Who is our Governor General and what does he do? He represents Australia's head of state Queen Elizabeth II. But don't worry if you don't know who he is. Apart from resolving the odd double-dissolution and attending funerals, we haven't seen very much of him:

Only one in seven Australians can correctly name the Governor-General, Michael Jeffery, and most people have no idea who he is. The man dubbed "Mr Nobody" for his subterranean profile after he took on the vice-regal post in June 2003 is frustrated that his conscientious, yet cautious, style has failed to punch through the haze of public ignorance.

Fourteen per cent of the 1200 people interviewed by Newspoll last weekend could at least provide his surname, a modest improvement on the 7 per cent recorded three years ago.

Major-General Jeffery - a former Special Air Service commander awarded the Military Cross in Vietnam who became deputy chief of the army general staff - blames the media for hindering his efforts to penetrate the national consciousness.


The ezine Crikey's Chrisitan Kerr accuses our current PM of stealing some of the GG's ceremonial roles such as attending sporting events. Crikey now reveals a republican's spin on the matter:

“Ironic isn’t it?” Greg Barns, former head of the Australian republican movement and author of the recently published An Australian Republic told Crikey. “Howard is the bloke who indicated in 1999 that if we were to change the constitution it would affect the stability of the country. Yet he is now usurping that role.Howard is essentially behaving like an elected president. He’s morphing his role into the office of an elected president, but he was so adamant in 1999 that we maintain those offices.

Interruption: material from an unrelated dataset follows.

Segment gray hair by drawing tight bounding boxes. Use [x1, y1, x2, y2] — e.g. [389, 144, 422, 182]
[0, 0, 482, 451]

Regardless, you now know Australia's current Governor General, and our first PM Edmund Barton who as a referee resolved the first international cricket brawl. Edmund Barton was apparently a pretty average PM and perhaps that's why people don't remember him. However, his nickname "Toby Tosspot" will always be in my memory.

Who was Australia's second PM? A hint: there's a regional Victorian university named after him.

2 Comments:

Anonymous Anonymous said...

Alfred Deakin, of course.

His name, at the very least, should be known to every Australian - he was one of the main architects of Federation, and probably -the- most important figure in early Australian federal history.

Additionally when he created the Ant-Labor fusion party known as the "Commonwealth Liberal Party" he created modern Australian two-party politics.

3:37 pm  
Blogger Engels said...

I had recently read he merged his Protectionist party with Reid's Free Trade party - an odd mixture, no? No doubt this is the Fusion party.

When I moved to Melbourne, I checked out a house on Reid St which was shared by an old loon who claimed he was a former Senator for the anti-nuclear party. It was news to him that the Scottish-born Reid was a PM.

Perhaps Deakin should have had a town named after him like another architect of Federation, Henry Parkes. Of course, Parkes is where The Dish was set.